Healio: What is natural language processing?

Goodman: Natural language processing is an approach of using automated techniques, statistical and machine learning-based classifiers to analyze and extract information from free text data.

Most traditional models can’t function on what's called unstructured data, so that's “free text notes.” Normally, in most models, it has to be what’s called structured data. So, if you're analyzing data from an EHR, it's things that are extractable — such as sex: male, one, female, zero — they're in a structured, machine-readable format. Natural language processing is using automated techniques to be able to actually analyze free text data that traditionally had to be done by a human.

Healio: What did this algorithm do?

Goodman: A lot of our work is focused on patients coming into a hospital carrying highly drug resistant bacteria silently in their guts. They will be asymptomatic, but they can transmit those bacteria to other patients on the floor and pose a risk to them. Or, they themselves, if they get abdominal surgery or become immunocompromised, could have that silent carriage bloom into a full-blown infection.

There are many reasons that actually knowing whether a patient is carrying these bacteria is valuable, but it's not practical to screen everyone at hospitals. So, we try to develop targeted screening algorithms that identify the highest risk patients, and we can just screen them.
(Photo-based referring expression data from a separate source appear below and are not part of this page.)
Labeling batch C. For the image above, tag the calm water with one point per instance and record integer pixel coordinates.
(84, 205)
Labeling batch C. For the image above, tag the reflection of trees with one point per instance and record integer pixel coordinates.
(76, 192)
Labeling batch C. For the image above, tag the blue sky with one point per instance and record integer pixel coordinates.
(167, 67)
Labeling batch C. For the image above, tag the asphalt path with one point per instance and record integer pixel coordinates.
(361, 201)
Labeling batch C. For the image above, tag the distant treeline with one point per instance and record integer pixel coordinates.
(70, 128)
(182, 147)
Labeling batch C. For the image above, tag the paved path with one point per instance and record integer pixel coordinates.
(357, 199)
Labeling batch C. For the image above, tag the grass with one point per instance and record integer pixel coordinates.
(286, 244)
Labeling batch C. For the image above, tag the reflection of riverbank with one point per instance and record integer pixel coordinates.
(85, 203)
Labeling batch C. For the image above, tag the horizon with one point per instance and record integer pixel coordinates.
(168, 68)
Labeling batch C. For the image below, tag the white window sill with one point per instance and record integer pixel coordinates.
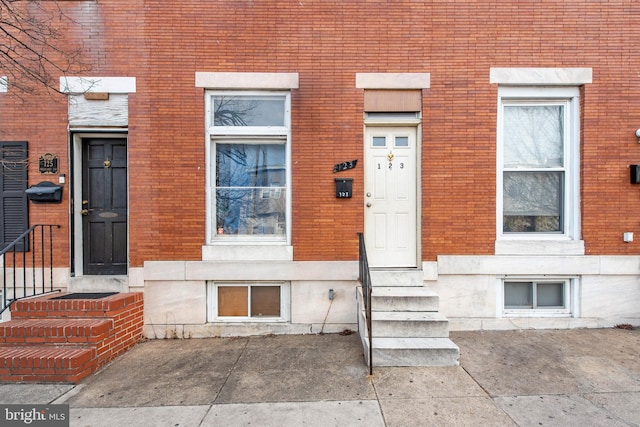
(245, 252)
(535, 313)
(539, 247)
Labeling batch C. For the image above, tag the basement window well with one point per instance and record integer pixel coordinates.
(546, 297)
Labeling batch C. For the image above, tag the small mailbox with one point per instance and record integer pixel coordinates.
(344, 188)
(45, 192)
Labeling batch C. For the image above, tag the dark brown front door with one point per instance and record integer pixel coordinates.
(104, 205)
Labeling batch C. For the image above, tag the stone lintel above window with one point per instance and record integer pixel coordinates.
(541, 76)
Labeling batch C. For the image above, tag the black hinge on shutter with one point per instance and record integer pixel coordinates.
(14, 215)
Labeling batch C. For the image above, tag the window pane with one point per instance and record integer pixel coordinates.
(265, 301)
(248, 110)
(550, 294)
(251, 211)
(379, 141)
(232, 300)
(532, 201)
(518, 295)
(250, 165)
(402, 141)
(533, 136)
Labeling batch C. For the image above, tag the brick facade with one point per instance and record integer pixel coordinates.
(327, 43)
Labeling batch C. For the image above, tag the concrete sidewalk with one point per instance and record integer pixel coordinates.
(586, 377)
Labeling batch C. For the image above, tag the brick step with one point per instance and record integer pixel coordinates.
(52, 308)
(46, 363)
(54, 331)
(64, 340)
(409, 324)
(404, 298)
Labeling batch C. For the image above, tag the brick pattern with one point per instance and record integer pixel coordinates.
(66, 340)
(327, 42)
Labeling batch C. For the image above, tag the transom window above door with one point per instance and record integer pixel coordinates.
(249, 189)
(538, 163)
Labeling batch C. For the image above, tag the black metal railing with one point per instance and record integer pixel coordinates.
(364, 277)
(27, 265)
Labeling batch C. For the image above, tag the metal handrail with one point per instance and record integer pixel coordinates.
(38, 240)
(364, 277)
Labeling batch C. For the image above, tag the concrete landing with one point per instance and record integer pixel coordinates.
(587, 377)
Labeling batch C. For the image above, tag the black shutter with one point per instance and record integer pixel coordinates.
(14, 218)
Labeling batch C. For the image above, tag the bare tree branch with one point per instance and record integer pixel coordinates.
(33, 50)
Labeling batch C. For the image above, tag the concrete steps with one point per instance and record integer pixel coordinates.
(415, 352)
(407, 328)
(66, 337)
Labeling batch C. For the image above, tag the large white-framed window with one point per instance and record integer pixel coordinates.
(538, 297)
(248, 301)
(537, 162)
(249, 168)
The most important risk factors for coming into the hospital and carrying these bacteria are things that happen to you before you reach the hospital. One of the absolute most important being, Were you recently or are you currently a resident of long-term care facility, where there's a lot of antibiotic use and a lot of other exposures that drive pressure and select for these organisms? But shockingly, in effectively no electronic health record systems in the country is there a structured data field for whether patients have recent long-term care facility exposure.

Healio: But that is recorded in the text notes from doctors and nurses?
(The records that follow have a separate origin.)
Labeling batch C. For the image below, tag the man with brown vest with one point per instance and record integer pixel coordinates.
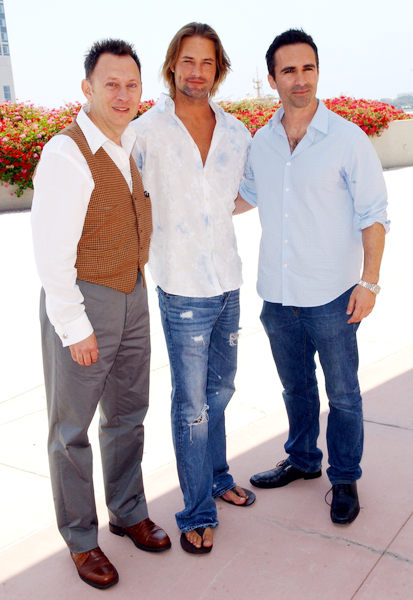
(91, 229)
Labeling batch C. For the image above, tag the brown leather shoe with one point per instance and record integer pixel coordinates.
(145, 535)
(95, 568)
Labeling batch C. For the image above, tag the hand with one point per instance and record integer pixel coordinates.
(85, 352)
(361, 304)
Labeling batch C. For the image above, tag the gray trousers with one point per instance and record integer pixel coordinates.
(119, 384)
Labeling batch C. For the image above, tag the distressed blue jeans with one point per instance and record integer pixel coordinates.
(202, 337)
(295, 334)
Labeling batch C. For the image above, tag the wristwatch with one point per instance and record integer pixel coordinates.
(373, 287)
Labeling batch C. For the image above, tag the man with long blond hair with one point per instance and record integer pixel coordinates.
(192, 156)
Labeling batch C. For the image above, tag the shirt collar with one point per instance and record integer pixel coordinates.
(319, 122)
(95, 138)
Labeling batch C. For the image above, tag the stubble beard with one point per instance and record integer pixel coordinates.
(200, 92)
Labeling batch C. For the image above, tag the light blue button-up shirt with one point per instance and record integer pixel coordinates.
(313, 205)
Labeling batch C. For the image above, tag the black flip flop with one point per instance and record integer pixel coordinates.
(188, 547)
(250, 498)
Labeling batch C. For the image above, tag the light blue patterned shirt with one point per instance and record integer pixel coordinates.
(193, 249)
(313, 205)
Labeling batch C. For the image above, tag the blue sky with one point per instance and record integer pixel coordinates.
(365, 47)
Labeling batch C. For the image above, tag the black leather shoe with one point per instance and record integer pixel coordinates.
(345, 504)
(283, 474)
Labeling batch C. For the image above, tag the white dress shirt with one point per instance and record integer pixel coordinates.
(63, 185)
(193, 248)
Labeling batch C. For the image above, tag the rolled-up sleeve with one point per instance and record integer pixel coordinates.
(247, 188)
(366, 184)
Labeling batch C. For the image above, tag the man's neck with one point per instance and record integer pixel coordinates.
(109, 132)
(298, 119)
(192, 107)
(199, 120)
(295, 122)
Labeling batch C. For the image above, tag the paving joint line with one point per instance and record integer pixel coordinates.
(388, 425)
(385, 553)
(338, 538)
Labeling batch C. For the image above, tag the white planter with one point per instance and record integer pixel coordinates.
(9, 200)
(395, 145)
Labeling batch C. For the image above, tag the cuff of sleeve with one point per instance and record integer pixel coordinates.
(75, 331)
(246, 195)
(368, 222)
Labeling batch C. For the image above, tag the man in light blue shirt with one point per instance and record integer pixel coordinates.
(319, 188)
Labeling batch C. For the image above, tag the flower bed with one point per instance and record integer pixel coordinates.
(24, 128)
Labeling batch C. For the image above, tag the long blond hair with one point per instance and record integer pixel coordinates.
(189, 30)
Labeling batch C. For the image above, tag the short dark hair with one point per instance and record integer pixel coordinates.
(291, 36)
(117, 47)
(189, 30)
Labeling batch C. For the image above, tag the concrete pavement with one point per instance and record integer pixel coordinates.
(285, 545)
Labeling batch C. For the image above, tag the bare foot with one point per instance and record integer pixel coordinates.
(196, 540)
(237, 495)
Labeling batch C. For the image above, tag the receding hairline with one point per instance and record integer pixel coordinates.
(120, 56)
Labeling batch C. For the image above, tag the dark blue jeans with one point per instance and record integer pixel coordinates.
(295, 335)
(201, 335)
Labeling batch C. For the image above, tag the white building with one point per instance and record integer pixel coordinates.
(6, 75)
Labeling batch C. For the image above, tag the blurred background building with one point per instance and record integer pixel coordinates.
(6, 74)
Goodman: Yes, it’s in the notes [from] when you come in and they do your intake history — not always, but that’s the most likely place that it will be documented. Or it'll be mentioned incidentally. There's no way to get that meaningful information [from the notes] out of this effectively “locked” data without something like NLP or a human. We've traditionally had humans do chart review, but it's very time consuming and it's not practical for a targeted algorithm that needs to fire right when that patient hits the hospital to say, “Yep, high risk, screen them for drug resistant bacteria.”

Healio: Who would use a system like this?
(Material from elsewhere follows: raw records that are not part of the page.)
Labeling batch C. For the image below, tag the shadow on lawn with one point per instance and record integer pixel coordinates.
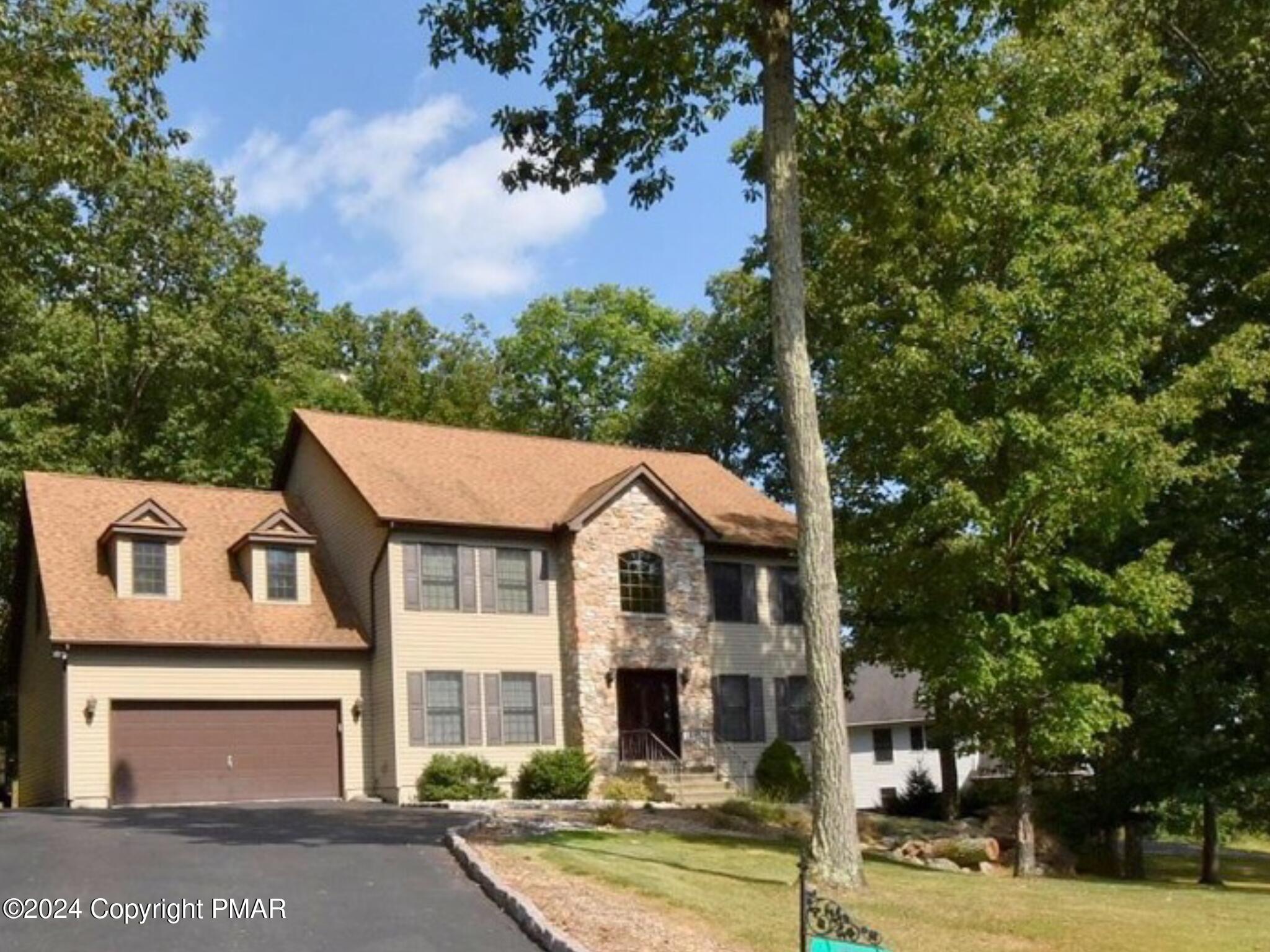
(596, 843)
(293, 824)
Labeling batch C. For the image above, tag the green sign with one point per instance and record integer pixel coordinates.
(822, 945)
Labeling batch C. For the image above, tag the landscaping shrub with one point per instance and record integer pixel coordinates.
(566, 774)
(753, 810)
(636, 787)
(616, 815)
(920, 798)
(780, 775)
(459, 777)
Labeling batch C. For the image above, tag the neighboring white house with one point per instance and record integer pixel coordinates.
(890, 736)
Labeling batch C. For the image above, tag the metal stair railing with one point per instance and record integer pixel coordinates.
(726, 756)
(644, 746)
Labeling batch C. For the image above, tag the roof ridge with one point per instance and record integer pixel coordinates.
(510, 433)
(135, 482)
Goodman: In an ideal world ... it would pop up in the EHR, when the patient's either in the ED about to get admitted or when they come to the floor. It would say, “screen,” and then you would do a rectal swab and send it to the lab.

We could see value in this for infection preventionists and hospital infection control committees, who are often doing this type of work, even for outbreak investigations when they look back at the chart to ascertain risk factors that were missed or were meaningful. You could also see value from these types of automated tools for that type of retrospective work. And certainly, for research. This comes up time and again in our research on drug-resistant bacteria. You need to know if a patient in a long-term care facility was exposed. Right now, the only way we can do that in research is if we have a medical student or a research assistant — or the investigator themselves — going through every patient's chart and looking for that information.

Healio: What’s the next step in developing this for real-world use?

Goodman: We are going to evaluate some other classifiers. We got very good performance even from what is a very simple classifier, but you do have to have comparisons. We are going to validate and apply the same process at an outside health care system that’s not the University of Maryland medical system. And then, really, the elephant in the room is that the period in which this work started, large language models and generative AI came on the scene. They excel at working with natural language, or free text unstructured data. So, we are now starting the piloting work on actually performing the same process on the same notes here and head-to-head to a large language model generative AI.